Document Detail

Improved cardiac function and dietary fatty acid metabolism after modest weight loss in subjects with impaired glucose tolerance.
MedLine Citation:
PMID:  24760989     Owner:  NLM     Status:  Publisher    
Using a novel positron emission tomography (PET) method with oral administration of 14(R,S)-[(18)F]-fluoro-6-thia-heptadecanoic acid ((18)FTHA), we recently demonstrated that subjects with impaired glucose tolerance (IGT) display an impairment in cardiac function associated with increased myocardial uptake of dietary fatty acids.
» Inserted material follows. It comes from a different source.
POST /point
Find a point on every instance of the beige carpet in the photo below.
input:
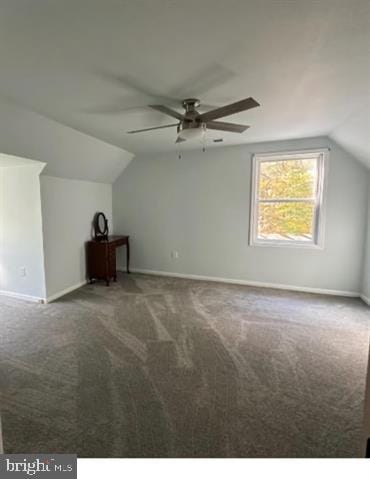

Here, we determined whether modest weight loss induced by lifestyle changes might improve these cardiac metabolic and functional abnormalities. Nine participants with IGT, enrolled in a one-year lifestyle intervention trial, were invited to undergo determination of organ-specific postprandial dietary fatty acids partition using the oral (18)FTHA method, and cardiac function and oxidative metabolic index using PET 11C-acetate kinetics with ECG-gated PET ventriculography prior to and after the intervention. The intervention resulted in significant weight loss and reduction of waist circumference, without significant change in postprandial plasma glucose, insulin, nonesterified fatty acid or triglyceride levels. We observed a significant increase in stroke volume, cardiac output and left ventricular ejection fraction associated with reduced myocardial oxidative metabolic index and fractional dietary fatty acid uptake. Modest weight loss corrects the exaggerated myocardial channelling of dietary fatty acids and improves myocardial energy substrate metabolism and function in IGT subjects ( NCT 00969007).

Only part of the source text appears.